7 thoughts on “Flight Seven”

  1. Upgrades? The remarkable thing is that we have flight 7 so soon after flight 6, and many more flights are expected this year. Each flight will have major upgrades, and they seem to actually be testing features on each one. They really want to know what the envelope not just of the vehicle but of key part components. And they obviously can make rapid changes to the vehicles between flights. Very rapid in comparison to NASA, which has spent years just coming up with the report for anomaly of the Artemis I Orion heatshield.

    I started this with a question on the upgrades, because the new upgrades hardly seem to be a major new functionality rather than a stepping stone towards even more. The Raptor 3 engines are over 50% more powerful than Raptor 1 and remarkably streamlined. The vehicle will carry 25% more fuel. The flaps are significantly different than what has flown before. They will test payload deployment. They will stress test booster catch pins with exposed pins placed in locations not critical to this flights landing attempt. And whatever they learn, they’ll do more upgrading. This is what I always thought a flight test program ought to look like for spacecraft.

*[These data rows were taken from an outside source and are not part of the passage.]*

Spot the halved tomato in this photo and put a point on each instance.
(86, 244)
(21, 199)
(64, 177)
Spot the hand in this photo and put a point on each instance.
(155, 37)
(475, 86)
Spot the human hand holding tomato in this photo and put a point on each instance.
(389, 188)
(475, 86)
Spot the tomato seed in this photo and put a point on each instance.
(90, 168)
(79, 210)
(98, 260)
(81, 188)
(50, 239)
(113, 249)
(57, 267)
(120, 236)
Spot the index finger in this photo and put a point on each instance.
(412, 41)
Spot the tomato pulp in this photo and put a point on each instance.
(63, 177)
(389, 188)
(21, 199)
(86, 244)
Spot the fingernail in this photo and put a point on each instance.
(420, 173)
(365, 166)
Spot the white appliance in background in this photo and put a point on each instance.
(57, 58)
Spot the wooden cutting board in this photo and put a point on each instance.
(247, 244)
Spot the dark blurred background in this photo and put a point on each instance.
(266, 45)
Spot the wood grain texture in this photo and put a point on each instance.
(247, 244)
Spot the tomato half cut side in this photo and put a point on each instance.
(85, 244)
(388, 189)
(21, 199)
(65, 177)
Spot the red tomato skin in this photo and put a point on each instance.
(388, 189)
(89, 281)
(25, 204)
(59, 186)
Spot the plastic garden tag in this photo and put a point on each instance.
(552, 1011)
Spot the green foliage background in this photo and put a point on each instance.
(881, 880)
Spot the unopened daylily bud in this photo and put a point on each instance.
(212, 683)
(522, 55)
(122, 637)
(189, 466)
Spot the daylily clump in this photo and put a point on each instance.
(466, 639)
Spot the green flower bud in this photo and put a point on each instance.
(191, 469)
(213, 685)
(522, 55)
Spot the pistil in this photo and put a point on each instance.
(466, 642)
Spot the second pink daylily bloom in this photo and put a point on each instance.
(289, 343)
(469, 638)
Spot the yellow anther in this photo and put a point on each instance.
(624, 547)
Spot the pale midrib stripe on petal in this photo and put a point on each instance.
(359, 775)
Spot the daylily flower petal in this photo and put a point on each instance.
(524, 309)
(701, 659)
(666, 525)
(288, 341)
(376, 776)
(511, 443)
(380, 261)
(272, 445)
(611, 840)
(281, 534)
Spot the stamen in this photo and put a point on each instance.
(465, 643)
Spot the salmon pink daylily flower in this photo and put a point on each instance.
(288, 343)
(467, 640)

    1. So what would be considered an “upgrade” in your book? Apparently my last 2-3 laptop upgrades weren’t upgrades at all. Just faster, lighter, cheaper.

      1. That’s my point. Calling them upgrades is like you upgrading your computer. We need a better word. Starship is faster, bigger, and cheaper.

  2. Apparently Bezos will attempt to launch New Glenn next week as well.

    Godspeed to them both. SpaceX best motivation is competition. BO’s best motivation is keeping the paycheck.

  3. The Flight 7 Super Heavy is lifting off with one previously flown engine in the assemblage. The Starship catch pins are “non-structural” so if they burn or rip off, no problem. I think the new smaller, out of the way forward flaperons are a step toward Musk’s mentioned possibility of eliminating them. Then if he could somehow get back to the tripod aft vanes, he’s back to the original design, with landing legs for Mars in the bargain. Wish I was 18 again and knowing what I know now (about my fate, at least). That was a year before my first brain damage event, and maybe I could evade it.

  4. They are not using Raptor 3’s on either part of this vehicle.Last I heard, Elon was talking about converting over with the Version 3 upper stage, perhaps at the end of this year.

    1. The reason for that is because Starship goes to v.2 before Super Heavy. That will allow them to test reusability for the booster as soon as they start coming back fully intact. Some of the IFT-5 booster Raptors were in good shape, so one is test flying n IFT-7.